SPEAKER_02Okay. That's cool. And what is a couple others, yeah. What does Professor Albeck's schedule look like through the wake log? Yeah, how busy day they says.
SPEAKER_00I'll be I'll be totally upfront and honest because anybody can find this out about me. I have a day job, and that's because one cannot make a lot of money in parapsychology unless you have grants and other things.
SPEAKER_01Sure.
SPEAKER_00So I teach the courses I teach are in the evenings and I do things on weekends and evenings. But I work for a company called Lexus Nexus, which is an online legal news and cut and uh company financial information service, and I work actually work with law librarians for the most part. So during the week I'm doing webinars, um, but we do work, we're doing a lot of AI. So I'm very fortunate because I have access to an incredible news database as well as to multiple AI products, and I'm really applying them to some of my work in parapsychology.

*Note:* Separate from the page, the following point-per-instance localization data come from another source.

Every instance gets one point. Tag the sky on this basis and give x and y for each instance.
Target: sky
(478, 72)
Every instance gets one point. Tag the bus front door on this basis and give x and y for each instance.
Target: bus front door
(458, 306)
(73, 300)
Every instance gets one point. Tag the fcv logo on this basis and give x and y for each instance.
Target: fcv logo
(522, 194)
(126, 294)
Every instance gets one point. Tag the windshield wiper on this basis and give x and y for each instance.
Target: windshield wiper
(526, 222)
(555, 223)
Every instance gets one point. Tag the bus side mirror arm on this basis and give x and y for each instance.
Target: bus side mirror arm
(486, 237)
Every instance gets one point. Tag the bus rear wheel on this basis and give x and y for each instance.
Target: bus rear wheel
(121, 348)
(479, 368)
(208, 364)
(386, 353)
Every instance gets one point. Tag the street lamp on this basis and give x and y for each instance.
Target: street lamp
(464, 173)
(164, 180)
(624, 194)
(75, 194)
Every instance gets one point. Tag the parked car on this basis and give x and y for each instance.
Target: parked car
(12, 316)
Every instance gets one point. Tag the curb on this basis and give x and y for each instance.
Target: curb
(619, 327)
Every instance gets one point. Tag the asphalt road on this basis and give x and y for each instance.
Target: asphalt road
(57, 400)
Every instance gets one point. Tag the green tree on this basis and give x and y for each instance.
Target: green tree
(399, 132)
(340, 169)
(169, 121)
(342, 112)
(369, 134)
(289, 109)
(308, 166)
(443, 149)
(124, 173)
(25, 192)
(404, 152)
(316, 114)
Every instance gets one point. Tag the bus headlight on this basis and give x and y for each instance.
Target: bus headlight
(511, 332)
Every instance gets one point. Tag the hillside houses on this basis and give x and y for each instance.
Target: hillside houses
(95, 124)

SPEAKER_02Very good, very good. Well, Professor Auerlbach, it's almost an hour. Thank you for coming on the show and DMA. Much appreciated. Be sending this out to Spotify, YouTube, doing some shorter cuts or edits on TikTok as well. So it's good. You've educated me, and I'm sure the the masses out there that will see this are gonna be really in tune to what parapsychology is, because as I said to you, like Australia, it's not too well known, so it's good, got a bit of education, yeah. So thank you, sir. Really appreciate it.
SPEAKER_00You're very welcome. They can go to my website, which is just LloydHourback.com, and there's quite a bit of information there as well.

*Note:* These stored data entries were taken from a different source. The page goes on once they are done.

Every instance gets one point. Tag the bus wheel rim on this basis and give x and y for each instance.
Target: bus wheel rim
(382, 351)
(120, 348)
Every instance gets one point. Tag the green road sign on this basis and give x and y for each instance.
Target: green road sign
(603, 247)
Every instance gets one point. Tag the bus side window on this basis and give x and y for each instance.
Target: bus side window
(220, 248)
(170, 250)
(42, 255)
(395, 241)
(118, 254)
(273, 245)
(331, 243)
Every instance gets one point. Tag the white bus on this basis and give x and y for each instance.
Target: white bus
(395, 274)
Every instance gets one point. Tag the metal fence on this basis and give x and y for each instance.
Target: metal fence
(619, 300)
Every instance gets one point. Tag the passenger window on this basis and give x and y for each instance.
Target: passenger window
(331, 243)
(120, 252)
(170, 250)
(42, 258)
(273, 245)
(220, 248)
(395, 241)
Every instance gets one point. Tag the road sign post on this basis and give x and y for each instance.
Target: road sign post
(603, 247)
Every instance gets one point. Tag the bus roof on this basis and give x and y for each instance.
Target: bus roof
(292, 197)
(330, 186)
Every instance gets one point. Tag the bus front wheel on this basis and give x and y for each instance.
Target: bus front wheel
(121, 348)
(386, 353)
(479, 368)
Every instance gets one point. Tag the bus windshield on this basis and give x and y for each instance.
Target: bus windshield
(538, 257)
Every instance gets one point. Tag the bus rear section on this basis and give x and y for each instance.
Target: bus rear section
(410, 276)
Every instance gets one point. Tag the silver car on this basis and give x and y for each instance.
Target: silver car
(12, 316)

SPEAKER_02Beautiful. I'll throw that in the descriptions in the Spotify and all that. Thank you, sir. Much appreciated.
SPEAKER_00Thank you, cop.
SPEAKER_02So there you have it, Professor Lloyd Hourback. So thank you, sir. We really do appreciate you coming on DMR for a very deep dive into the world of paranormal activity and paranormal investigation. So stay tuned over the next couple of weeks. We've got some fantastic guests coming up after this one. We've got a lead Hollywood FX gentleman that's gonna talk all about what it was like to work with some of the major stars over the last couple of decades. We've also got a leading cinematographer that has some very well-known movies that he has worked on. So, as always, leaders on the menji. You've just experienced DMR, the red carpet treatment. Now, get your ass to the movies.